There is some romanticism in clicking pictures of poor slums and stamping them on magazines and winning the ‘pultizers’ that drives the western media to the Indian shores. It is imperative to note that double the number of people have died in the USA, despite having a fraction of the population of India and having the most advanced healthcare infrastructure. But of course, no such news grabs the headlines as the likes of CNN and NYT conveniently hide them under the rug.
So @anniegowen finds the image of funeral pyres in India ‘stunning’, when the US has lost 12 times more people to Covid. But then, she is is just a pervert who is using the misery of brown people to satisfy her white colonial thirst for pandemic porn! pic.twitter.com/9uebMHQm3S
— Shefali Vaidya. 🇮🇳 (@ShefVaidya) April 26, 2021
Publications such as CNN and BBC which are fundamentally partisan in their coverage and have time and again been exposed for their masked allegiances to certain ideologies might have granted a relative easy coverage to the destruction that the Covid’s first wave caused in their country’s backyard — but they have been lethal on the PM Modi government.
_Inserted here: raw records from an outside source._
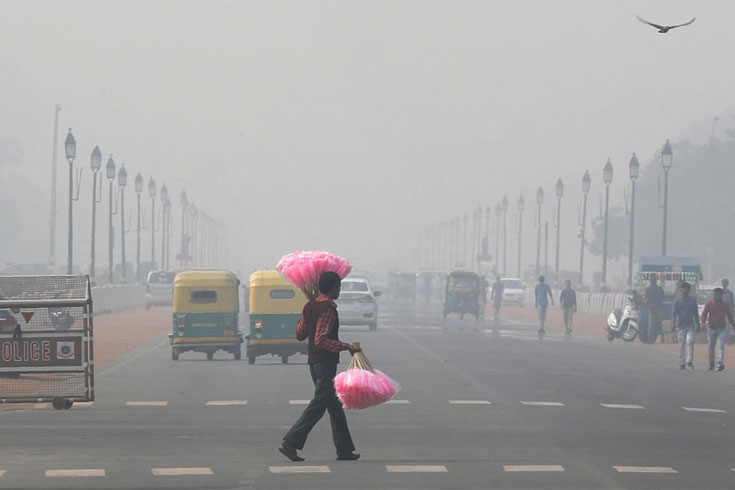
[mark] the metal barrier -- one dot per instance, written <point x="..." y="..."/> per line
<point x="46" y="340"/>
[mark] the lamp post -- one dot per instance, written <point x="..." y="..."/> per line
<point x="520" y="205"/>
<point x="111" y="177"/>
<point x="95" y="163"/>
<point x="634" y="167"/>
<point x="122" y="180"/>
<point x="539" y="202"/>
<point x="184" y="248"/>
<point x="70" y="149"/>
<point x="607" y="178"/>
<point x="667" y="157"/>
<point x="138" y="191"/>
<point x="559" y="194"/>
<point x="504" y="207"/>
<point x="586" y="181"/>
<point x="152" y="193"/>
<point x="162" y="226"/>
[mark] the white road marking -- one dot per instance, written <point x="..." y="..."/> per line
<point x="623" y="405"/>
<point x="543" y="404"/>
<point x="74" y="473"/>
<point x="416" y="469"/>
<point x="181" y="471"/>
<point x="470" y="402"/>
<point x="534" y="468"/>
<point x="224" y="403"/>
<point x="644" y="469"/>
<point x="705" y="410"/>
<point x="299" y="469"/>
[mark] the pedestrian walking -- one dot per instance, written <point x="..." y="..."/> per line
<point x="654" y="296"/>
<point x="729" y="300"/>
<point x="497" y="296"/>
<point x="542" y="294"/>
<point x="320" y="324"/>
<point x="685" y="318"/>
<point x="568" y="302"/>
<point x="716" y="315"/>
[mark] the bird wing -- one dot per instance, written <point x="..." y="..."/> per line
<point x="685" y="24"/>
<point x="649" y="23"/>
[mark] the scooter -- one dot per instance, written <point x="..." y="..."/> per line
<point x="624" y="324"/>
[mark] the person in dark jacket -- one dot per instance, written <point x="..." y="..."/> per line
<point x="320" y="324"/>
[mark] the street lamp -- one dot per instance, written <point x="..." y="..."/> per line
<point x="607" y="178"/>
<point x="586" y="182"/>
<point x="667" y="157"/>
<point x="122" y="180"/>
<point x="520" y="205"/>
<point x="70" y="149"/>
<point x="634" y="167"/>
<point x="559" y="194"/>
<point x="95" y="163"/>
<point x="164" y="224"/>
<point x="110" y="167"/>
<point x="504" y="207"/>
<point x="152" y="193"/>
<point x="539" y="202"/>
<point x="138" y="191"/>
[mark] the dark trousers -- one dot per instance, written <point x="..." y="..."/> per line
<point x="325" y="399"/>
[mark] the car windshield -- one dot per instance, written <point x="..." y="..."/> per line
<point x="512" y="284"/>
<point x="354" y="286"/>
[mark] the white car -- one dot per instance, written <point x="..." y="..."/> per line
<point x="356" y="304"/>
<point x="514" y="291"/>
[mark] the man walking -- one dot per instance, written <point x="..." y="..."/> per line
<point x="655" y="301"/>
<point x="685" y="318"/>
<point x="497" y="296"/>
<point x="568" y="302"/>
<point x="320" y="324"/>
<point x="729" y="300"/>
<point x="542" y="294"/>
<point x="718" y="313"/>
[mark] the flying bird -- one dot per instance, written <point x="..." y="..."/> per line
<point x="664" y="29"/>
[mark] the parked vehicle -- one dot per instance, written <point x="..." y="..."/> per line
<point x="462" y="294"/>
<point x="275" y="309"/>
<point x="624" y="324"/>
<point x="206" y="310"/>
<point x="159" y="288"/>
<point x="357" y="303"/>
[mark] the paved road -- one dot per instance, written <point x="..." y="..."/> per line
<point x="482" y="406"/>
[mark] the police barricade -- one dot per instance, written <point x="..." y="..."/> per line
<point x="46" y="340"/>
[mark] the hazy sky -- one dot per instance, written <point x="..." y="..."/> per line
<point x="344" y="125"/>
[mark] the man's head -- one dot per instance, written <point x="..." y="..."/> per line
<point x="330" y="284"/>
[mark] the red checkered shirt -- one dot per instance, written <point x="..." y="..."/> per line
<point x="324" y="324"/>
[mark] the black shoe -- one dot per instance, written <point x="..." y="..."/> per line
<point x="289" y="451"/>
<point x="348" y="457"/>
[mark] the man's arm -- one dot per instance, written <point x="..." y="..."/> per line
<point x="324" y="324"/>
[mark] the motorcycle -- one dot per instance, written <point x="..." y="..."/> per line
<point x="624" y="324"/>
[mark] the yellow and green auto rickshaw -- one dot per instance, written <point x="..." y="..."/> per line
<point x="275" y="309"/>
<point x="206" y="311"/>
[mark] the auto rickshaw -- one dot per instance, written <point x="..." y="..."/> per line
<point x="206" y="311"/>
<point x="462" y="294"/>
<point x="275" y="309"/>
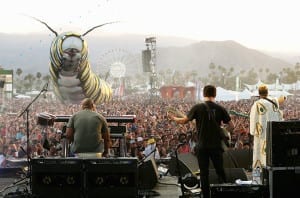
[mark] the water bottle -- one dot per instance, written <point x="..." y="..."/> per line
<point x="256" y="176"/>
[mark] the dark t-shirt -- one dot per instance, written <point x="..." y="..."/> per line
<point x="88" y="127"/>
<point x="208" y="130"/>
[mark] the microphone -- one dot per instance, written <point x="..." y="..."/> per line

Read more: Western liberal media is sharing images of India’s crematoriums with great mirth and joy
Some self-loathing Indians who are enrolled on the payrolls of such foreign publications resorted to their usual style of reporting by painting a dystopian picture and twisting the facts to suit their narrative.
“Three health officials who asked to remain anonymous told me they believe that the daily number of COVID-19 deaths in India has already crossed the 10,000 figure.” Rana Ayub had written in one of her Times article.
Surely the positive case count numbers can be fudged by the states but no one can hide when 10,000 people die of the pandemic. There won’t be a need for anonymous tips or sources when such reality unfolds. Just because her piece has been published in Times which has lost its credibility in the years gone by, doesn’t mean it is the cardinal truth.
The upshot of the article is that despite the rhetoric and screaming headlines of the cabal and its publications, TFIGlobal is here to stay and counter the imbalance in the narrative war. Just what the EAM remarked, we will continue to uphold our high journalistic standards and bat for dharma and India. The world needs to hear the Indian voice.